Before we embark on our technical journey, it is wise to equip ourselves with good maps. For those who wish to explore the vast territories of computer vision beyond this course, two texts are particularly invaluable.

  • Computer Vision: Algorithms and Applications by Richard Szeliski is a comprehensive and authoritative tome, covering the breadth and depth of the field.
  • Foundations of Computer Vision, a more recent text by Antonio Torralba, Phillip Isola, and William T. Freeman, offers a modern perspective, beautifully connecting classical principles with the latest deep learning and foundation models.

For this course, we will follow a curated path. A set of lecture notes, originally prepared by Prof. Marc Pollefeys and Prof. Markus Gross and now updated for this semester, will be our primary guide.
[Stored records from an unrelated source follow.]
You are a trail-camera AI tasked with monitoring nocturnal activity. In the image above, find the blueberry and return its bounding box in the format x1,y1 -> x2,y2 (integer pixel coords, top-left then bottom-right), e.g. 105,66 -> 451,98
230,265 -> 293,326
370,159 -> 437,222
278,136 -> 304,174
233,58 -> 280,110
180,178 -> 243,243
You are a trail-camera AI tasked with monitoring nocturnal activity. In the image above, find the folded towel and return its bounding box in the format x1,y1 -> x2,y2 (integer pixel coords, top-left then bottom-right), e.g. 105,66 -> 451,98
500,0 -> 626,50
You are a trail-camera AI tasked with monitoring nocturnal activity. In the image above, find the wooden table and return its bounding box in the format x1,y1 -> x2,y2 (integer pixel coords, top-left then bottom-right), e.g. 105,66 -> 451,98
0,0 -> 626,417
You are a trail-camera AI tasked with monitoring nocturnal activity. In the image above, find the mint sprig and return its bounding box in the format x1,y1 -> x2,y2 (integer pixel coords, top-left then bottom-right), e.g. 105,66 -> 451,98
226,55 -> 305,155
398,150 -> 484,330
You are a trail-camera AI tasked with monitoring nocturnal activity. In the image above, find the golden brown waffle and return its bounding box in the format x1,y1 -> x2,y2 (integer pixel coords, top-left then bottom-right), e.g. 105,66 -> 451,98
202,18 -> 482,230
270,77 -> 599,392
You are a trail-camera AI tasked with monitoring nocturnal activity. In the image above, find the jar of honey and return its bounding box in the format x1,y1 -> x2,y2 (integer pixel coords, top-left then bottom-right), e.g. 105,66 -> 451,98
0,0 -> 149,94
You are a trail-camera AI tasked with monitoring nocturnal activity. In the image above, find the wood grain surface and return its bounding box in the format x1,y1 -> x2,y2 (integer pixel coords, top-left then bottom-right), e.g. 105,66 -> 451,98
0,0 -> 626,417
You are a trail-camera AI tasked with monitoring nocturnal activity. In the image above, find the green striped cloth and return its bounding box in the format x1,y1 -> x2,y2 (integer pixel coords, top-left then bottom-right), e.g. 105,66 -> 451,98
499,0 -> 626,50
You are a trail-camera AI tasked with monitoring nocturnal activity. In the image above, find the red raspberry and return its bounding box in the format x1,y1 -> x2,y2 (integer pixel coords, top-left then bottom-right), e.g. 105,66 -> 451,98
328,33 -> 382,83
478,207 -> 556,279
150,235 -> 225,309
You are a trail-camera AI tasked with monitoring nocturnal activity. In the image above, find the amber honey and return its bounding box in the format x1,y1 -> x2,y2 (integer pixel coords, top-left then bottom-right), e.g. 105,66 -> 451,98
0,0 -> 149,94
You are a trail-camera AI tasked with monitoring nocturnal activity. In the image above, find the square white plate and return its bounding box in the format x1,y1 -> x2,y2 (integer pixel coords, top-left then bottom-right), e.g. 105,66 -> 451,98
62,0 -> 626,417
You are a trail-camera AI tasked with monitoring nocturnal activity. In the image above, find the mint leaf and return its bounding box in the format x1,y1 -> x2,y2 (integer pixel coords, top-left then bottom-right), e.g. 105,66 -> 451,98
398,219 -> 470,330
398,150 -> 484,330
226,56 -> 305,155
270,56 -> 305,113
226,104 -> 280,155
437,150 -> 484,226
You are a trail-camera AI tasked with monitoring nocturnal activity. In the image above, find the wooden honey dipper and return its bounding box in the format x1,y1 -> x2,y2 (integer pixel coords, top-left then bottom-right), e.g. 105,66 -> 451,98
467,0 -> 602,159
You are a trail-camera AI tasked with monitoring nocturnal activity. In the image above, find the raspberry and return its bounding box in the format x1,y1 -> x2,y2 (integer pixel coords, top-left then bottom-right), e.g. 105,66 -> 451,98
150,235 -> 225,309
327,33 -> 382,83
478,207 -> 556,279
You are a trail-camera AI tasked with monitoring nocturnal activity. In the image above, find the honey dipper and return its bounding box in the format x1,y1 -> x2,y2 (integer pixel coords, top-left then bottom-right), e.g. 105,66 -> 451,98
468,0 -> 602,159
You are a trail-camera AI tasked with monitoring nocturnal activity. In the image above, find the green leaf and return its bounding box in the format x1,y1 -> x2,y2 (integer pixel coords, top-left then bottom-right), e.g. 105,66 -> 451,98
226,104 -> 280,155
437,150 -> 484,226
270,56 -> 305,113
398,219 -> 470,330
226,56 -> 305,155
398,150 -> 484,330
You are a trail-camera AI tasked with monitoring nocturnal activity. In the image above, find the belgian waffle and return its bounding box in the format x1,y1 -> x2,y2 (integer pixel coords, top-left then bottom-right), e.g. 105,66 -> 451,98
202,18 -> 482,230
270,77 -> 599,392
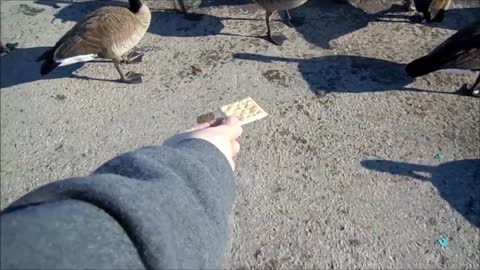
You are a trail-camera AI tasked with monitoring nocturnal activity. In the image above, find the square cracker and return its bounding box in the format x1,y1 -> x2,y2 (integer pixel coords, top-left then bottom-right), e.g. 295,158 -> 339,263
221,97 -> 268,125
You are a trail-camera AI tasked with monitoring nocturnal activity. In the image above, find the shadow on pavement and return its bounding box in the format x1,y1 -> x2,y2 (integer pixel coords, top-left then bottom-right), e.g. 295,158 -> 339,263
291,0 -> 370,49
233,53 -> 464,94
361,159 -> 480,227
373,5 -> 480,30
0,47 -> 83,89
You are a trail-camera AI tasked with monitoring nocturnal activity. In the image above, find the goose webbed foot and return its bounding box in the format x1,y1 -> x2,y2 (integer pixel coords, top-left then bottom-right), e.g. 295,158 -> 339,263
121,51 -> 144,64
472,89 -> 480,98
455,84 -> 480,98
403,0 -> 416,11
267,33 -> 287,46
290,17 -> 305,27
284,9 -> 305,28
121,71 -> 143,84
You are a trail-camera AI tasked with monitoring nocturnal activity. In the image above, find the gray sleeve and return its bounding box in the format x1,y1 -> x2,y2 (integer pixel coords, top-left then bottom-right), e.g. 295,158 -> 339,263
1,139 -> 235,269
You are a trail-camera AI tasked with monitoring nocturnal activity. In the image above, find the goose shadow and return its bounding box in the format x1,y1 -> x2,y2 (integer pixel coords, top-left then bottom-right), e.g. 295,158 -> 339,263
0,47 -> 83,88
291,0 -> 371,49
200,0 -> 253,7
37,0 -> 224,37
373,5 -> 480,31
361,159 -> 480,227
233,53 -> 460,94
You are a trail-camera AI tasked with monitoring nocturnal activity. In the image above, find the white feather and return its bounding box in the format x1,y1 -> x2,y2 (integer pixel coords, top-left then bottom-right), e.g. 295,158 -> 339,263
55,53 -> 97,67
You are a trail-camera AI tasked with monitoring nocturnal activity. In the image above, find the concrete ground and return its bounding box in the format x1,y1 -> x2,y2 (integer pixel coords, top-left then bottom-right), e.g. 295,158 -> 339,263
0,0 -> 480,269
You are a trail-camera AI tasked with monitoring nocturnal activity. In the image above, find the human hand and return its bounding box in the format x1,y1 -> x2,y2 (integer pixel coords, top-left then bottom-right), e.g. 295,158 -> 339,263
164,117 -> 242,170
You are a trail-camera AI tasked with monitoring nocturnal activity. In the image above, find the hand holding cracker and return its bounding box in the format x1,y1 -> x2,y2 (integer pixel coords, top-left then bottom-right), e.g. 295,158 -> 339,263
164,117 -> 243,170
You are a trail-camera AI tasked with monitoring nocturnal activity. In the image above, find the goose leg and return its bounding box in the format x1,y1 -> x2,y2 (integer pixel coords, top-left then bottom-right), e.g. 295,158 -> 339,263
175,0 -> 203,21
265,11 -> 286,46
113,61 -> 142,84
285,9 -> 293,28
121,51 -> 144,64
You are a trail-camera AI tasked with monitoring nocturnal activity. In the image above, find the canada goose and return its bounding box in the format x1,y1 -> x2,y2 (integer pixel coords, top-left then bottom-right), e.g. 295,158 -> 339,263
174,0 -> 202,21
406,21 -> 480,97
37,0 -> 151,83
405,0 -> 452,23
253,0 -> 307,46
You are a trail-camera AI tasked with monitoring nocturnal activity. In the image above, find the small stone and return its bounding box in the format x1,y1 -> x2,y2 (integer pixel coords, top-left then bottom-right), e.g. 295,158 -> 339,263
197,112 -> 215,124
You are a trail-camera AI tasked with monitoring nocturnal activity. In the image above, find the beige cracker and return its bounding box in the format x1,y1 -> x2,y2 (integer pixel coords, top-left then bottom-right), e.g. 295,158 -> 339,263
221,97 -> 268,125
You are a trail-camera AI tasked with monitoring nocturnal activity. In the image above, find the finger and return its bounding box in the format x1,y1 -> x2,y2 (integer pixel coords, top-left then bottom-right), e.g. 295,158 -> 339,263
186,118 -> 223,132
232,140 -> 240,157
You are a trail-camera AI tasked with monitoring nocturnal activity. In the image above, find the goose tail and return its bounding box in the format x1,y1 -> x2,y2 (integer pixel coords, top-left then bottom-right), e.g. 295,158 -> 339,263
405,55 -> 437,78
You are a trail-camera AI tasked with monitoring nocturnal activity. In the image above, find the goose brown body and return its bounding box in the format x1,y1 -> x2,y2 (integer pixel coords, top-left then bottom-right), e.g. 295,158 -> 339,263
406,0 -> 452,22
406,21 -> 480,97
54,5 -> 151,61
253,0 -> 307,45
38,0 -> 151,81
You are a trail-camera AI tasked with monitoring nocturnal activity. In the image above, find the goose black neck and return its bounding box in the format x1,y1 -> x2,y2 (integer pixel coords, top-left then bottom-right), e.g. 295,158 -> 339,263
128,0 -> 143,13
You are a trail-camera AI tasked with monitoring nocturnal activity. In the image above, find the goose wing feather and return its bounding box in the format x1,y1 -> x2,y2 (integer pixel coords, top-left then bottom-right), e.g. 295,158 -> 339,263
54,7 -> 146,59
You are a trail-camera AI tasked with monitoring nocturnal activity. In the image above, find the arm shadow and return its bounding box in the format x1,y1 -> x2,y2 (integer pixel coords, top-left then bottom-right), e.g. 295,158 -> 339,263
361,159 -> 480,227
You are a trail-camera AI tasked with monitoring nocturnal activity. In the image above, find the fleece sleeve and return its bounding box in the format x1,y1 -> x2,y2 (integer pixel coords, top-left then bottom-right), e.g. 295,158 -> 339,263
1,139 -> 235,269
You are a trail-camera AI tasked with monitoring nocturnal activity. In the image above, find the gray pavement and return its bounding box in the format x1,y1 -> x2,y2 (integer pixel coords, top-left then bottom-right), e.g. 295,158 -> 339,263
0,0 -> 480,269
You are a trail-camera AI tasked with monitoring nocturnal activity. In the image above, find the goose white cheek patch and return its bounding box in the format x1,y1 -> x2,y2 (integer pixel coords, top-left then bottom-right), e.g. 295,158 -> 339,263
55,53 -> 97,67
197,97 -> 268,126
These notes will be released weekly to accompany the lectures and will serve as the core material for the exam.

The Modern Miracle of Digital Cameras

The image you see below, a stunning photograph of Zurich at dusk, is a testament to a technology that has become so ubiquitous we often forget its magic. Digital cameras are, without exaggeration, one of the most remarkable sensors ever invented.

This technology has evolved at a breathtaking pace. The very first digital camera, a cumbersome prototype secretly built by Kodak engineers in 1975, was a far cry from the sleek devices we know today. It wasn’t until 1988 that Fuji released one of the first commercial models with memory and storage. Now, just a few decades later, we carry cameras of extraordinary power and sophistication in our pockets.

This proliferation has had a profound consequence: it has fueled an unprecedented explosion of visual data. Every photo shared, every video uploaded, contributes to a vast digital library of the world. This very data is the lifeblood of modern artificial intelligence, providing the raw material from which machine learning models learn to see, understand, and create.

The Imperfections of a Perfect Sensor

Yet, for all their brilliance, digital cameras are not perfect. The journey from light in the real world to a final image file is fraught with potential pitfalls. The images we capture are often corrupted by a host of artifacts and imperfections.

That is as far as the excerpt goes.